Юлиан Семенов. Огарева, 6
Костенко – 2
УТРО ПОЛКОВНИКА КОСТЕНКО
1
Гражданская панихида была в конференц-зале «Мосфильма». Левон лежал в гробу — маленький и желтый, с припудренным лицом, совсем не похожий на себя. Костенко, вглядываясь в его холодное лицо, вспомнил, как Левон лет пять назад сказал: «Славик, я отдам концы в сорок». Костенко тогда смеялся над ним, и Левон тоже смеялся, но не оттого, что Костенко вышучивал его, а просто чтобы поддержать компанию.
«Смейся, смейся, дуралей, — говорил Левон, — ты живешь своими вещдоками, а я — чувством. Я вот смотрю тебе в глаза и чувствую, что ты думаешь, но выразить этого не умею. Умел бы, стал гениальным режиссером… Поверь, дорогой, мне: в сорок я сыграю в ящик…»
Два года назад, во время съемок, у него заболело в паху. Врач, осмотрев его, сказал, что надо ехать в онкологический институт. Изрезанный и облученный, Левон продолжал работу: его привозили на съемочную площадку, и он репетировал с актерами, полулежа в кресле на колесиках, и два раза в день медсестра впрыскивала ему наркотики, чтобы убить боль.

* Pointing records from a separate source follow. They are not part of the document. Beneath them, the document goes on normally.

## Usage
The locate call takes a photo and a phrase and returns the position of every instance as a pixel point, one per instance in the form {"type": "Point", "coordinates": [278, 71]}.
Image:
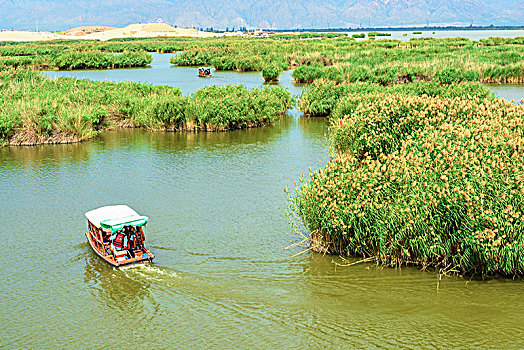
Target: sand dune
{"type": "Point", "coordinates": [139, 30]}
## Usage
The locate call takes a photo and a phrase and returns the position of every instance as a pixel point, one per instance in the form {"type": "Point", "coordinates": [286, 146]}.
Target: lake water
{"type": "Point", "coordinates": [442, 34]}
{"type": "Point", "coordinates": [221, 278]}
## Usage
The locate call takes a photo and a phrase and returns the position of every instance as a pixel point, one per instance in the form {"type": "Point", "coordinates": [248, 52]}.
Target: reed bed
{"type": "Point", "coordinates": [322, 98]}
{"type": "Point", "coordinates": [338, 58]}
{"type": "Point", "coordinates": [423, 180]}
{"type": "Point", "coordinates": [36, 109]}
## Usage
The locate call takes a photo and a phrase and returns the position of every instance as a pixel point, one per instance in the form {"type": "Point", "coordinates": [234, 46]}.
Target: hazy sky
{"type": "Point", "coordinates": [59, 15]}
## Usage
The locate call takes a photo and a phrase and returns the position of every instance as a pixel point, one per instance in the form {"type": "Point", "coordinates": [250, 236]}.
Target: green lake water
{"type": "Point", "coordinates": [221, 278]}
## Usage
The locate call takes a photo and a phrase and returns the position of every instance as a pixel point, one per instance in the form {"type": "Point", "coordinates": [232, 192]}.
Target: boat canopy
{"type": "Point", "coordinates": [115, 217]}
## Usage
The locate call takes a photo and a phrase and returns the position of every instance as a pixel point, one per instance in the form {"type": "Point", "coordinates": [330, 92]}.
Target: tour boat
{"type": "Point", "coordinates": [116, 234]}
{"type": "Point", "coordinates": [204, 72]}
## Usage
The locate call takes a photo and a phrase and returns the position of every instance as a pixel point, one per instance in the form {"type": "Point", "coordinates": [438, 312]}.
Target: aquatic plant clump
{"type": "Point", "coordinates": [321, 99]}
{"type": "Point", "coordinates": [422, 180]}
{"type": "Point", "coordinates": [100, 60]}
{"type": "Point", "coordinates": [234, 106]}
{"type": "Point", "coordinates": [270, 73]}
{"type": "Point", "coordinates": [36, 109]}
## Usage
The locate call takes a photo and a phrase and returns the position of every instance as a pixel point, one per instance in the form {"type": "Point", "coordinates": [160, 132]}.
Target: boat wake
{"type": "Point", "coordinates": [153, 273]}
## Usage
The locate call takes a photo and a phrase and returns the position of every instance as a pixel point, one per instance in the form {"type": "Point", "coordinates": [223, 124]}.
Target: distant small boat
{"type": "Point", "coordinates": [116, 235]}
{"type": "Point", "coordinates": [204, 72]}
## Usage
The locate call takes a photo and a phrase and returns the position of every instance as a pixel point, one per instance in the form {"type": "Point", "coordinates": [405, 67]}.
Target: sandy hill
{"type": "Point", "coordinates": [89, 29]}
{"type": "Point", "coordinates": [158, 27]}
{"type": "Point", "coordinates": [139, 30]}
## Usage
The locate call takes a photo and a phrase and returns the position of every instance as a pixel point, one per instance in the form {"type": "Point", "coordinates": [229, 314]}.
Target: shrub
{"type": "Point", "coordinates": [422, 180]}
{"type": "Point", "coordinates": [270, 73]}
{"type": "Point", "coordinates": [306, 74]}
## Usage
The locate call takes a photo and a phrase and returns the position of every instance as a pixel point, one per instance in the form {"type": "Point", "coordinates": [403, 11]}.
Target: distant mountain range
{"type": "Point", "coordinates": [219, 14]}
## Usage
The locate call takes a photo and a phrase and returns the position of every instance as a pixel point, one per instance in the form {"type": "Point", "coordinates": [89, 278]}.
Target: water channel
{"type": "Point", "coordinates": [221, 278]}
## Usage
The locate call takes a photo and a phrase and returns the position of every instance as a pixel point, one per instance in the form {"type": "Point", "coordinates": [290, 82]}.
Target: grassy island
{"type": "Point", "coordinates": [36, 109]}
{"type": "Point", "coordinates": [430, 180]}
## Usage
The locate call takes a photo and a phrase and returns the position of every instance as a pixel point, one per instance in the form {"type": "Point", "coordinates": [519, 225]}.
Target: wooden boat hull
{"type": "Point", "coordinates": [126, 263]}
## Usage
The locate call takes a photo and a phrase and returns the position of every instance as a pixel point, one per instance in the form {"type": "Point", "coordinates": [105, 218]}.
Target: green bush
{"type": "Point", "coordinates": [306, 74]}
{"type": "Point", "coordinates": [422, 180]}
{"type": "Point", "coordinates": [270, 73]}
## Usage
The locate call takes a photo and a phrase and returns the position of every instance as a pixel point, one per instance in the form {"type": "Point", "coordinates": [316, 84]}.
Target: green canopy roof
{"type": "Point", "coordinates": [116, 224]}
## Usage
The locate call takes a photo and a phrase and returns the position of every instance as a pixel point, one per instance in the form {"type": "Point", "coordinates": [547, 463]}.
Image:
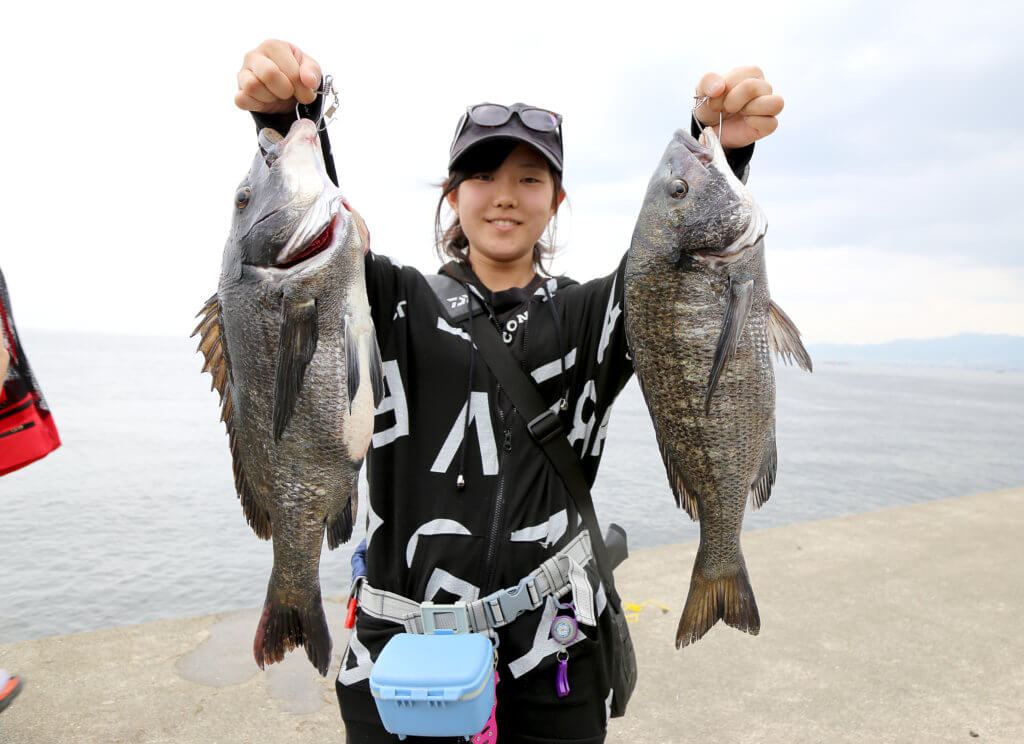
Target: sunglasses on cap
{"type": "Point", "coordinates": [496, 115]}
{"type": "Point", "coordinates": [483, 122]}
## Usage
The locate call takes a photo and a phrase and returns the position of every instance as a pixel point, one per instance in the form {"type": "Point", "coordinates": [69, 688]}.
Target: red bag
{"type": "Point", "coordinates": [27, 432]}
{"type": "Point", "coordinates": [27, 429]}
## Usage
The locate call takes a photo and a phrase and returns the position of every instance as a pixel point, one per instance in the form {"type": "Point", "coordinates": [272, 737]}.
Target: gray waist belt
{"type": "Point", "coordinates": [553, 577]}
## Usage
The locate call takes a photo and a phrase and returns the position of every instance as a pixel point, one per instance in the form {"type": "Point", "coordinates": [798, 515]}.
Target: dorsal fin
{"type": "Point", "coordinates": [214, 350]}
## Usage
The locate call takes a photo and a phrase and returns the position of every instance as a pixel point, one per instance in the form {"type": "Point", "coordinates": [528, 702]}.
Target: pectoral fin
{"type": "Point", "coordinates": [214, 348]}
{"type": "Point", "coordinates": [355, 346]}
{"type": "Point", "coordinates": [736, 311]}
{"type": "Point", "coordinates": [376, 369]}
{"type": "Point", "coordinates": [298, 344]}
{"type": "Point", "coordinates": [783, 338]}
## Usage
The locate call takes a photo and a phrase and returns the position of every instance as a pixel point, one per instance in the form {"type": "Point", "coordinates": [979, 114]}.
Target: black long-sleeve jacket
{"type": "Point", "coordinates": [429, 540]}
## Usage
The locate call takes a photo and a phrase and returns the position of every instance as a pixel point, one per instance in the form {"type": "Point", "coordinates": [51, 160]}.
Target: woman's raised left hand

Потом, правда, начался странный процесс ремиссии, и Левон неожиданно для всех стал прежним Левоном, каким Костенко знал его со студенческих лет, когда они вместе учились на юридическом факультете, ездили танцевать в «Спорт», устраивали шумные «процессы» в молодежном клубе, который помещался в церкви на Бакунинской, и сражались в баскетбол с Институтом востоковедения в спортивном зале «Крылышек». Левон был душой Москвы тех лет: его знали и любили люди разных возрастов и профессий — грузчики, писатели, кондукторы трамваев, жокеи, актеры, профессора, летчики: он обладал великолепным даром влюблять в себя сразу и навсегда.
Когда Левон почувствовал, что ремиссия кончается, постоянная слабость делает тело чужим, и что большая, осторожная боль снова заворочалась в печени, он отказался лечь в больницу, попросил после смерти его кремировать («Нечего вам возиться со мной, теперь места на кладбище дефицитны») и еще попросил накрахмалить полотняную рубаху с большим воротником и синим вензелем ООН на правой стороне, которую Кёс привез ему в подарок из Стокгольма. Он так и умер: рано утром проснулся, попросил Кёса и Гришу надеть на него полотняную рубаху с большим, модным в этом сезоне воротником, посмотрел на свои руки и сказал: «Какие стали тонкие, как спички, позор экий, а?» Потом ему помогли перейти в кресло — к окну. Он посмотрел на свою тихую улицу, вздохнул и сказал:
— Ну, до свидания, ребята…
«Все-таки похороны — это варварство, — подумал Костенко, наблюдая за тем, как в зал входили все новые и новые люди, пожилые уже, сорокалетние, а он их помнил студентами, не лысыми, а кудрявыми, не толстыми, а поджарыми. — Особенно когда уходит самый сильный из нас и самый веселый. Впрочем, первыми всегда гибнут самые сильные и веселые». (Именно так часто говорила его мама, Галина Николаевна Иванова, пришедшая в Москву в конце двадцатых, в лаптях, из Шуи, поступать в университет. Оттуда, из университета, с исторического факультета, и ушла вместе с отцом на фронт; отец погиб в Сталинграде; мама вернулась инвалидом.)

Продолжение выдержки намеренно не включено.